Edna St. Vincent Millay
Tendida en la hierba, bajo la sombra y el aroma de los
pinos, hechizada ante la sobrecogedora presencia de la
primavera, intenté describir la experiencia, inútilmente.
¿Qué son las palabras ante semejante estallido de vida?
La naturaleza se rebela ante todo amago de dominio, de
humano doblez. Y el lenguaje, pobre, pobre, no podrá
jamás apresar su portento, su majestad absoluta.

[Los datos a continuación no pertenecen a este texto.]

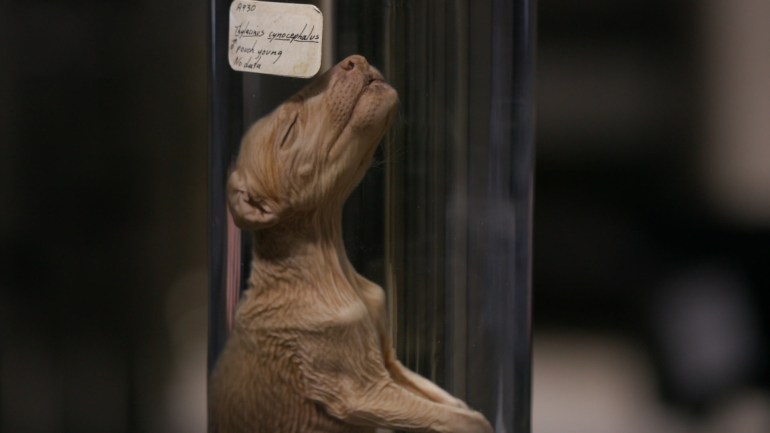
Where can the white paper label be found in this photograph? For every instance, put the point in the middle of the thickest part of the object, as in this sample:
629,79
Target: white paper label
275,38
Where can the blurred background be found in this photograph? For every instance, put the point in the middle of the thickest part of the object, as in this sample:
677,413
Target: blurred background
652,216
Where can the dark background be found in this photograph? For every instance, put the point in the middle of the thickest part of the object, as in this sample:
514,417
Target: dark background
652,216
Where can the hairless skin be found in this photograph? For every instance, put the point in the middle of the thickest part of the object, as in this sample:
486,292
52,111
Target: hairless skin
310,351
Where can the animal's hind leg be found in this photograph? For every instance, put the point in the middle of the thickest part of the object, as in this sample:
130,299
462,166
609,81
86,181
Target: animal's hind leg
388,405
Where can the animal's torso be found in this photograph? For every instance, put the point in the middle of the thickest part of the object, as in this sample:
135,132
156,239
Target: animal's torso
283,353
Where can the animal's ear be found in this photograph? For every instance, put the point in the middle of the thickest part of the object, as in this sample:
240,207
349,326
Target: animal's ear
249,212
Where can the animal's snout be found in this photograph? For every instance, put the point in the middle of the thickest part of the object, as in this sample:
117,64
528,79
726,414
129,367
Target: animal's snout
357,64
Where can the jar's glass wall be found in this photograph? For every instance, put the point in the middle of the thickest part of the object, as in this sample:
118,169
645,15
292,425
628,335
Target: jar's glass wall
442,219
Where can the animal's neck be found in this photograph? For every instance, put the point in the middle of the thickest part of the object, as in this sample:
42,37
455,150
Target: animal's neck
305,248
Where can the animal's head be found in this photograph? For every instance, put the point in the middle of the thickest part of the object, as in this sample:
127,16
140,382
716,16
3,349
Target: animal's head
314,148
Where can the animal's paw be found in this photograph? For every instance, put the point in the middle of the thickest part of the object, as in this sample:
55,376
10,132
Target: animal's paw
469,422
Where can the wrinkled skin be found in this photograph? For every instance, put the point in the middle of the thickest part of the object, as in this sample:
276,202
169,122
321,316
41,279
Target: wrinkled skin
309,351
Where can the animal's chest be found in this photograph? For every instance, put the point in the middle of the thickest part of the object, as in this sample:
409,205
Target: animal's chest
302,311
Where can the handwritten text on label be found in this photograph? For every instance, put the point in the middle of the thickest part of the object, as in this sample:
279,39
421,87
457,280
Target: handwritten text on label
275,38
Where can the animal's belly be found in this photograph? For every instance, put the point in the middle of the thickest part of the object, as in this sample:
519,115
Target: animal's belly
261,391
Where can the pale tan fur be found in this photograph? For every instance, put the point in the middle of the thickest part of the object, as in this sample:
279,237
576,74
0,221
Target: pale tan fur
310,351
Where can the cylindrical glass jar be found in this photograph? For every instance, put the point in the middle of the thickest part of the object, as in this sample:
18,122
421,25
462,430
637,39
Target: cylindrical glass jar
442,220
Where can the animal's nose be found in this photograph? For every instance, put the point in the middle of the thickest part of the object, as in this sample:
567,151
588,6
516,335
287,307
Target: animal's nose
355,62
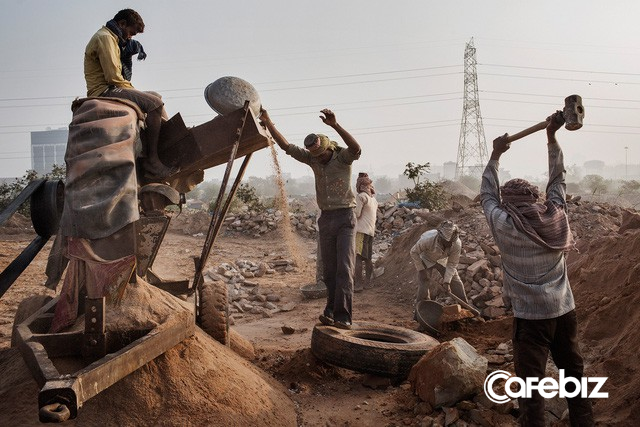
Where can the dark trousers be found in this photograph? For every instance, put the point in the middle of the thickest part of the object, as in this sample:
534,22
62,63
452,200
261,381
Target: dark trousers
532,341
337,244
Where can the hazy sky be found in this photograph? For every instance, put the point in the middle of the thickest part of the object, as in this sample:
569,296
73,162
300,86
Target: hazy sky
392,71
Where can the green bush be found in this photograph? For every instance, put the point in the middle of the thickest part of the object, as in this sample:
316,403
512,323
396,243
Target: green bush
426,194
9,191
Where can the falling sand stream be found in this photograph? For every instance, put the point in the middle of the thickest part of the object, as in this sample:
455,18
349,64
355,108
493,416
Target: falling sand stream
289,237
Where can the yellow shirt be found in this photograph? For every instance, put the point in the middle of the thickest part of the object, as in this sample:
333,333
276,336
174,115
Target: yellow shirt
102,66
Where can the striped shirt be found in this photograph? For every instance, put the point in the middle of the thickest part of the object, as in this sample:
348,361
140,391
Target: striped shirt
535,278
333,179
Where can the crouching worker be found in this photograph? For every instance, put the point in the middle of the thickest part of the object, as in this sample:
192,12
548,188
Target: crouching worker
438,249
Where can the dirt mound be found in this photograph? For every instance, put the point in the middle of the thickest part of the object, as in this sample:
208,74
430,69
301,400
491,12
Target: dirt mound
197,382
604,276
605,279
458,189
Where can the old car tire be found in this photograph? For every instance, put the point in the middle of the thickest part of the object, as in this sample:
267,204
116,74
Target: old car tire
372,348
214,311
26,308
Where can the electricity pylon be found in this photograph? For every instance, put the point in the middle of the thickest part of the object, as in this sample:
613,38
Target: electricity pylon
472,147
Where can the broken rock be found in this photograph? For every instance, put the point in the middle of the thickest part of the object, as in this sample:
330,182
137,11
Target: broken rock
449,373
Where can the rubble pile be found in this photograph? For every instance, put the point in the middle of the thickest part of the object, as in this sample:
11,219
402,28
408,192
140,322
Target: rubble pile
245,295
480,263
258,223
247,221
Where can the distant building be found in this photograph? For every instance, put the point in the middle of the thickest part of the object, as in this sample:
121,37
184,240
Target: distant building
449,170
47,149
594,167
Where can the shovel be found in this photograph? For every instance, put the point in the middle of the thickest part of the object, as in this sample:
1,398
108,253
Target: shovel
459,301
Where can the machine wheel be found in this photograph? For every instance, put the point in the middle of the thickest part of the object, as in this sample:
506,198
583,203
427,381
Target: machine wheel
372,348
214,311
26,308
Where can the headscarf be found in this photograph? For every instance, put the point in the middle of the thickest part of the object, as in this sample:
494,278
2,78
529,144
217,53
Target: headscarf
128,48
545,223
317,144
364,184
448,230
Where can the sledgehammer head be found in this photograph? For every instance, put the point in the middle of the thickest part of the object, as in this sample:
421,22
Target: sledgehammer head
573,112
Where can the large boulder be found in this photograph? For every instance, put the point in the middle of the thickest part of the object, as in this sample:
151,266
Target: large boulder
451,372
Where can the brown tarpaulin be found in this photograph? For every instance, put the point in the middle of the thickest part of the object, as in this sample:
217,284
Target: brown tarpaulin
101,187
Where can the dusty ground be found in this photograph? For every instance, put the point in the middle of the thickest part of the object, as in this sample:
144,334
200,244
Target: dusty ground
604,278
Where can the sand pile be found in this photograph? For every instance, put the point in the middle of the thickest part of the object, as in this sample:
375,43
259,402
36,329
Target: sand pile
605,279
197,382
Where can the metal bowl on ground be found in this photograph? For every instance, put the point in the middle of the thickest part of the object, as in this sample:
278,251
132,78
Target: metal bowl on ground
229,93
313,291
429,314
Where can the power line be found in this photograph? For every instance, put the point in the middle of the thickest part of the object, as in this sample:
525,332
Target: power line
560,69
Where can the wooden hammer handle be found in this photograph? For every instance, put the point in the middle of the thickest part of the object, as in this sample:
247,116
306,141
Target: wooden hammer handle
528,131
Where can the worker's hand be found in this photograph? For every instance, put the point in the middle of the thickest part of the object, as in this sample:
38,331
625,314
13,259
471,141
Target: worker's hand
265,120
501,144
329,118
556,120
422,276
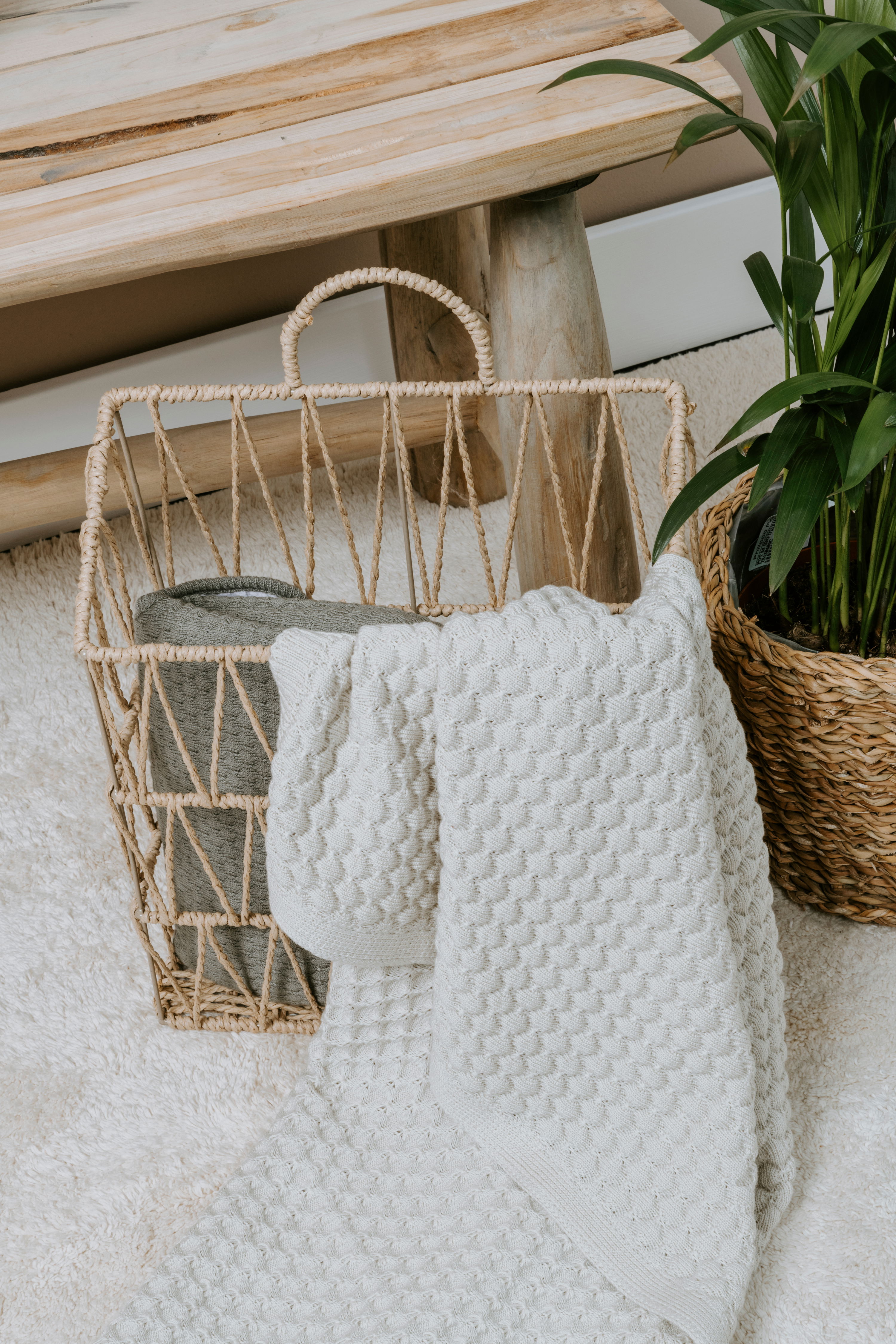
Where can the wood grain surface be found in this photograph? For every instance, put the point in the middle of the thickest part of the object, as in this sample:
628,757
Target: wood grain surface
402,159
90,87
547,323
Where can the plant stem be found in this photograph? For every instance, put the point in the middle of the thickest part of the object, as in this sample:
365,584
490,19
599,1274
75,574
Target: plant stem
860,557
825,566
884,631
784,302
813,577
883,339
844,588
872,587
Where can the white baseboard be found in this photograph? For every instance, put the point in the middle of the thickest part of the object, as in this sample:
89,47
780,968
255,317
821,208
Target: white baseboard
670,280
673,279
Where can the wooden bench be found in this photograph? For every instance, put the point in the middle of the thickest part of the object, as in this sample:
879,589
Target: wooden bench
156,135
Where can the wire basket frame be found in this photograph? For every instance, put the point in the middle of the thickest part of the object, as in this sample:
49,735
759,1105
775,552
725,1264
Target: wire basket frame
105,628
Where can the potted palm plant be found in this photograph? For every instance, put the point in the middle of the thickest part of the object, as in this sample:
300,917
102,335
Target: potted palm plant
808,647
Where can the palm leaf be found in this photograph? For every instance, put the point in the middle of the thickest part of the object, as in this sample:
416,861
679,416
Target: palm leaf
809,483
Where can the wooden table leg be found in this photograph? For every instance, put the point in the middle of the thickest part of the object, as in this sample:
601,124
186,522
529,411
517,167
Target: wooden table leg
429,342
547,323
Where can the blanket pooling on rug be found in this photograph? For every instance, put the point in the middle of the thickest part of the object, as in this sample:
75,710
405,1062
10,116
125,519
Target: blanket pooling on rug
609,1009
609,1012
369,1217
608,1018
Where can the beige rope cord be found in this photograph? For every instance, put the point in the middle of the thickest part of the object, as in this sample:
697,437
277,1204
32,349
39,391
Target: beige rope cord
105,632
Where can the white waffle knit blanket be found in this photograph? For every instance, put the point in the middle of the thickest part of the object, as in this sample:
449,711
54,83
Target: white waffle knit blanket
590,1138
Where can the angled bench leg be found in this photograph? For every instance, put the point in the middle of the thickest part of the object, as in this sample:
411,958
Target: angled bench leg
547,323
429,343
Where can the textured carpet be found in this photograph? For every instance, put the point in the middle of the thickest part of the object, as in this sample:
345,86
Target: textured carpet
115,1132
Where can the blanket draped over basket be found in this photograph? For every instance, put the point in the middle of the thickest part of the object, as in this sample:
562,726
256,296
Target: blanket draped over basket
549,1097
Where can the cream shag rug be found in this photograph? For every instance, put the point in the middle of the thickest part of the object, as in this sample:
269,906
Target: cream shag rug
116,1132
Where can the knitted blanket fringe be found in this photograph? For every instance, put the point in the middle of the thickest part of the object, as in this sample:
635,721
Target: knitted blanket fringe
549,1097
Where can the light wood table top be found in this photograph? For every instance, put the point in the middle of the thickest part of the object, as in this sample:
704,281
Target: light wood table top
156,135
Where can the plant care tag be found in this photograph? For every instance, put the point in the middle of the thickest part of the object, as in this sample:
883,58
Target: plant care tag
762,550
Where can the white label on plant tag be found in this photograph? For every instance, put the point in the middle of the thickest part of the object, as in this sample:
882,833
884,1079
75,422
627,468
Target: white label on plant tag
762,550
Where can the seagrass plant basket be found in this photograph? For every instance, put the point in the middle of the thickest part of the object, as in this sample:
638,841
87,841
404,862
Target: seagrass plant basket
123,558
821,736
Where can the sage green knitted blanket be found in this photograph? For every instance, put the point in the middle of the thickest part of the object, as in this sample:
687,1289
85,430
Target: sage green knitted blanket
234,611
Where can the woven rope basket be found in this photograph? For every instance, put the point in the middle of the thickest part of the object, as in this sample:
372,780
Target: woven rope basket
821,734
105,628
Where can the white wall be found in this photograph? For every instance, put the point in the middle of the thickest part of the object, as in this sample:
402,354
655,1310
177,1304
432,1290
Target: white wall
670,280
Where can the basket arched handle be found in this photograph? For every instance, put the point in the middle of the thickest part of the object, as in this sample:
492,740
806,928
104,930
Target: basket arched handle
301,318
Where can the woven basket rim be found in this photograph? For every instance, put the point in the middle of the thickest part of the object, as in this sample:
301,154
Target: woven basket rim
715,576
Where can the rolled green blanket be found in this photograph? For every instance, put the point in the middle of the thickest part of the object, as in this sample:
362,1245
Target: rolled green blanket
236,611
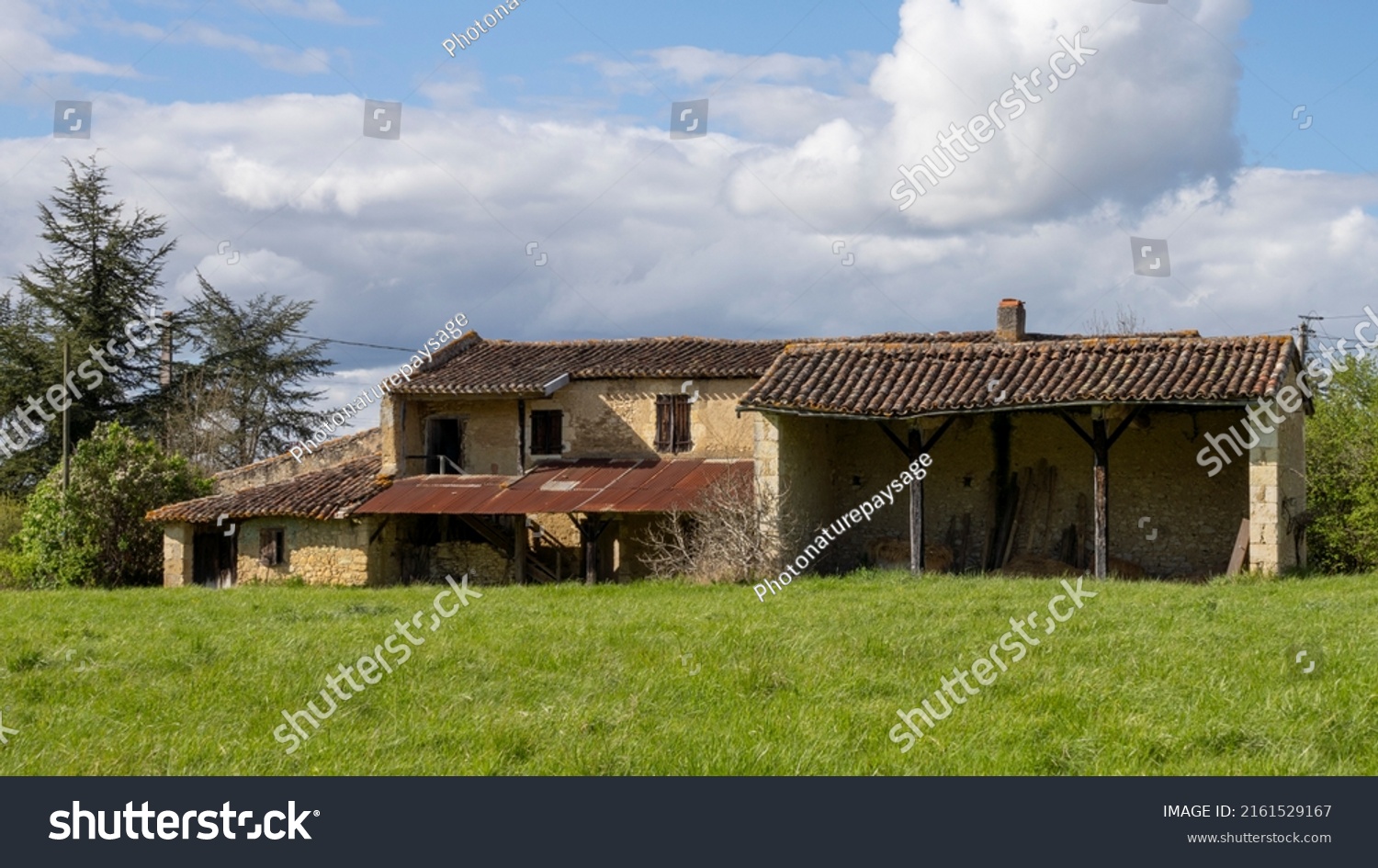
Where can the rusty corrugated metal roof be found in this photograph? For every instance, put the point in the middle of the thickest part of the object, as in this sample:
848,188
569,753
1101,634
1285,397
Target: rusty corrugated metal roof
584,485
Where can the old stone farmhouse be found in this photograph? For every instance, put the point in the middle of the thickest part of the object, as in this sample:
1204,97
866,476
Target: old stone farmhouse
545,462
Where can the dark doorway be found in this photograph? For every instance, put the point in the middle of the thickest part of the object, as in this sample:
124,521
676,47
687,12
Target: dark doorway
214,558
443,446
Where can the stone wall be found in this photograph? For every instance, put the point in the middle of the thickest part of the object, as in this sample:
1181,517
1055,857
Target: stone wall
333,551
1166,515
176,554
1276,484
601,419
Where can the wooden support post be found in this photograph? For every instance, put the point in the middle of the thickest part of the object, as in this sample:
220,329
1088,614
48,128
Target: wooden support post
589,532
520,548
915,507
521,435
590,551
1100,496
1240,553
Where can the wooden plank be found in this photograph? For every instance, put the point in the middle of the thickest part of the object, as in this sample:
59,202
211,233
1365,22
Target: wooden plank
520,548
1240,553
1100,495
915,507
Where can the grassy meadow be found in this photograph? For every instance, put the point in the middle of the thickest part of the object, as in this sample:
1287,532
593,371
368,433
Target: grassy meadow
667,678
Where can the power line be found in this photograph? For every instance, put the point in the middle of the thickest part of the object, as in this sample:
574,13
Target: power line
350,344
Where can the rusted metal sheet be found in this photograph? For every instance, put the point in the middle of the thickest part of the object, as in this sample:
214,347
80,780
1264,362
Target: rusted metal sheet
586,485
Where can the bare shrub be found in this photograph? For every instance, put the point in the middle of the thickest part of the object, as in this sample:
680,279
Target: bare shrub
729,534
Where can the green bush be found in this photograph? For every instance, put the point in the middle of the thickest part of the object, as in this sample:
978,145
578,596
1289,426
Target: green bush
11,564
1342,473
96,535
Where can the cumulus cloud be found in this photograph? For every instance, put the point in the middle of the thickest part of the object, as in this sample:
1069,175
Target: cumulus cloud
736,234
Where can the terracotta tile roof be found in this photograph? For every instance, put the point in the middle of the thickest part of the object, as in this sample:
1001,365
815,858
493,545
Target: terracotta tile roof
311,495
881,379
474,366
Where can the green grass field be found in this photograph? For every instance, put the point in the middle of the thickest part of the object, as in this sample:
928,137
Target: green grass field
663,678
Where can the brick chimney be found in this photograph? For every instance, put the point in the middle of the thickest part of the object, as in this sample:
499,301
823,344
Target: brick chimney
1009,320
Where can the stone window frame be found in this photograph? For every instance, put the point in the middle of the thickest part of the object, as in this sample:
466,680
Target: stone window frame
272,546
672,423
559,432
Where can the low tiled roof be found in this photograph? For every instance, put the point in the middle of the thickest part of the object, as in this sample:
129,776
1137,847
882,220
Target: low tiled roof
322,493
882,379
583,485
509,366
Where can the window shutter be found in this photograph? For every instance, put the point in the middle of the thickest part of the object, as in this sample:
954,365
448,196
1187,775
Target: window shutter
548,435
664,422
681,427
267,547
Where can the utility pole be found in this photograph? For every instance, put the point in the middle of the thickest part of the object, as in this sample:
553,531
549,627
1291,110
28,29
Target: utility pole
165,380
66,422
1304,335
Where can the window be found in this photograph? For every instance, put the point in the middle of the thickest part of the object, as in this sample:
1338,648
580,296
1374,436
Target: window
672,423
270,546
443,446
548,434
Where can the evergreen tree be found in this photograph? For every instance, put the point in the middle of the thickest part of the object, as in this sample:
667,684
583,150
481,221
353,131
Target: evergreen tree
244,400
101,273
28,366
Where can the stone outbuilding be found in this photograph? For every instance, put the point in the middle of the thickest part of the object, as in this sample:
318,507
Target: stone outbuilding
542,462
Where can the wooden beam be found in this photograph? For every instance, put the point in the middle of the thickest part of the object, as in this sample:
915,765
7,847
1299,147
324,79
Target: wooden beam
1124,424
521,435
1100,499
1077,427
937,434
1240,553
895,438
917,509
590,529
520,547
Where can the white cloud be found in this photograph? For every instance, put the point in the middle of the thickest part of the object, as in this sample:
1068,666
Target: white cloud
733,236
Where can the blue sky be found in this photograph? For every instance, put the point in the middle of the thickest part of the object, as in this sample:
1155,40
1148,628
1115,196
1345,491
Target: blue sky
240,121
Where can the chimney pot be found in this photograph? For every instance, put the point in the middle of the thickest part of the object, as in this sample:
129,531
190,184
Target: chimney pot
1009,320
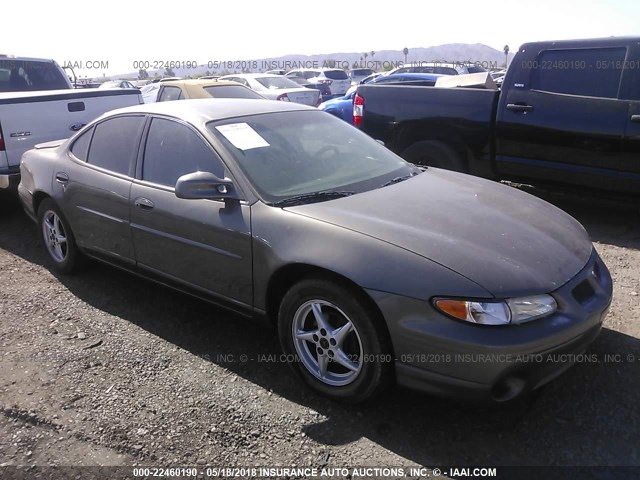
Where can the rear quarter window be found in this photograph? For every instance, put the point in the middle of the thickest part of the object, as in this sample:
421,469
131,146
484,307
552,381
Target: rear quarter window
28,75
115,143
80,147
590,72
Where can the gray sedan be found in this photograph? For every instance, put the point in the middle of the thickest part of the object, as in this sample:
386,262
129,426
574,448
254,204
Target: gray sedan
374,270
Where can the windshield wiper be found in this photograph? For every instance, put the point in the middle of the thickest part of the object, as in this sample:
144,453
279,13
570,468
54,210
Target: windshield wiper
400,179
311,198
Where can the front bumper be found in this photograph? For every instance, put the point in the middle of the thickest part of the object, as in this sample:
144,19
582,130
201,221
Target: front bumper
456,359
9,180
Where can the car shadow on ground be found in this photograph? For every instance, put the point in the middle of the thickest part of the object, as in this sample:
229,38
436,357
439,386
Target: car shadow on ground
589,416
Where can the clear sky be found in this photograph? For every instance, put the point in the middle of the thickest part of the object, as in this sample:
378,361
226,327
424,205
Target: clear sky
121,33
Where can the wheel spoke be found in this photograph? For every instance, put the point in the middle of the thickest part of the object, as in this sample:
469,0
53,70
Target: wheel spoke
322,365
49,224
321,320
306,335
341,358
57,224
341,333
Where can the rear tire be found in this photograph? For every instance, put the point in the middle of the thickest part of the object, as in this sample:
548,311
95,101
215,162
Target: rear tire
430,153
57,238
334,340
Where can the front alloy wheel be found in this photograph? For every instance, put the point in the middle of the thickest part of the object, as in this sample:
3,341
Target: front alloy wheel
55,236
58,238
336,338
327,342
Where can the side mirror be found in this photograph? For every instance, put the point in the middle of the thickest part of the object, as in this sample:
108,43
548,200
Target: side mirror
205,185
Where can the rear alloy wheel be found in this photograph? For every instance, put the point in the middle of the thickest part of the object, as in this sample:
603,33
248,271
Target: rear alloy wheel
430,153
57,237
334,340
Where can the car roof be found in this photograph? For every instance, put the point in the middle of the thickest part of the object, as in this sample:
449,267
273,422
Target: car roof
199,83
416,75
28,59
200,111
252,75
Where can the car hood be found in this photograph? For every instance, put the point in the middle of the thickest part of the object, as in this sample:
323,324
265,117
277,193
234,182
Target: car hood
509,242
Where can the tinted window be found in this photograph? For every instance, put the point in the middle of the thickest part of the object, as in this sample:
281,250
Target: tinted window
336,74
115,143
23,75
173,150
231,91
170,93
80,147
590,72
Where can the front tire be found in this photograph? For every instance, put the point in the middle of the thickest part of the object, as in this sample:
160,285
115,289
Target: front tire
337,340
57,238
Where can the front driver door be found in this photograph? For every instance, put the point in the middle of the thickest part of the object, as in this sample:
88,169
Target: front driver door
202,244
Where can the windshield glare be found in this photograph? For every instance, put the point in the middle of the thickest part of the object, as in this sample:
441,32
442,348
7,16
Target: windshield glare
276,83
286,154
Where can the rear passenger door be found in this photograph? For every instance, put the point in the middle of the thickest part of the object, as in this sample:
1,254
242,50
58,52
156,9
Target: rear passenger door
94,186
202,244
563,116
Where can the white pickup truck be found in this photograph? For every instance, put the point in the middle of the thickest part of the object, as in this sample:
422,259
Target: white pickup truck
38,104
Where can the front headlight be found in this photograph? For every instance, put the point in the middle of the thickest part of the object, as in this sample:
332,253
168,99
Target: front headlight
513,310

Aquí no reverenciamos los cambios de estaciones, porque
apenas los hay. Pero allá en el norte, donde estuve de
vacaciones la semana pasada, toda reverencia resulta
tímida, tan poca. Fui testigo en los campos y colinas de
Kentucky de los cerezos en flor y los ciclamores, de las
diminutas, pero imponentes violetas que por la verde
pradera se regaban y mis pies buscaban no pisar,
violetas silvestres, como mi alma, que andaba a la
deriva, ebria de dicha ante tanta maravilla, regalo de
Dios. Los árboles, que de lejos vi secos y muertos, con
qué fuerza florecían a borbotones en sus tallos. Sólo
había que acercarse y presenciar el milagro. Yo los vi,
los toqué. Y escuché el trinar de pájaros preciosos,
algunos de pecho y pico amarillo, otros rojos o
anaranjados, y los había más comunes, entre grises y
ocre, lindos, y gorrioncillos que volaban con feliz
certeza algo más lento que los grandes, así que pude
recrearme en el cómico batir de sus alitas, que los
llevaba de uno a otro lugar. Todos los días me acerqué
al lago para mirar el reflejo de los troncos y las ramas
en sus aguas, y los patos, que impávidos y meditativos
flotaban sin rumbo aparente. Varias veces me adentré en
el bosque buscando los ciervos que me dijeron merodeaban
por allí, pero no los vi; los ciervos son astutos y
rápidos, yo lenta, algo torpe, recién llegada de un
mundo que nada tiene que ver con aquello, en todo caso,
lo contrario. No wonder. Contemporánea de la
cultura de la muerte y de la miseria del espíritu, de
pronto me hallaba inmersa en un mundo que cantaba a la
creación y la vida.
De vuelta en el desierto de cemento, como llamó a Miami
la gran Lydia Cabrera, me enfrento de nuevo a la
barbarie. Ahora los representantes de las naciones del
mundo se hallan reunidos en un foro urgente para ver
cómo impiden que los hombres se aniquilen en un
holocausto nuclear. La conferencia que se celebra en
Naciones Unidas es para prorrogar el Tratado de No
Proliferación Nuclear (TNP) suscrito por 178 países hace
25 años. "La reducción y destrucción de todas las armas
nucleares y los medios para fabricarlas debe ser la gran
causa común de la humanidad" dijo el secretario general
de Naciones Unidas, Boutros-Boutros Ghali, al abrir la
conferencia el lunes. Qué pena que se promueva esa causa
ahora, después que se han fabricado miles de bombas que
podrían hacer desaparecer toda cosa viviente del planeta
no una, sino varias veces en cuestión de minutos; qué
pena que sea ahora, cuando ya resulta tarde. Porque
aunque todos los países del mundo firmaran en el
transcurso de estas cuatro semanas que durara la
conferencia un tratado que prohíba para siempre la
proliferación nuclear, poca cosa se puede hacer.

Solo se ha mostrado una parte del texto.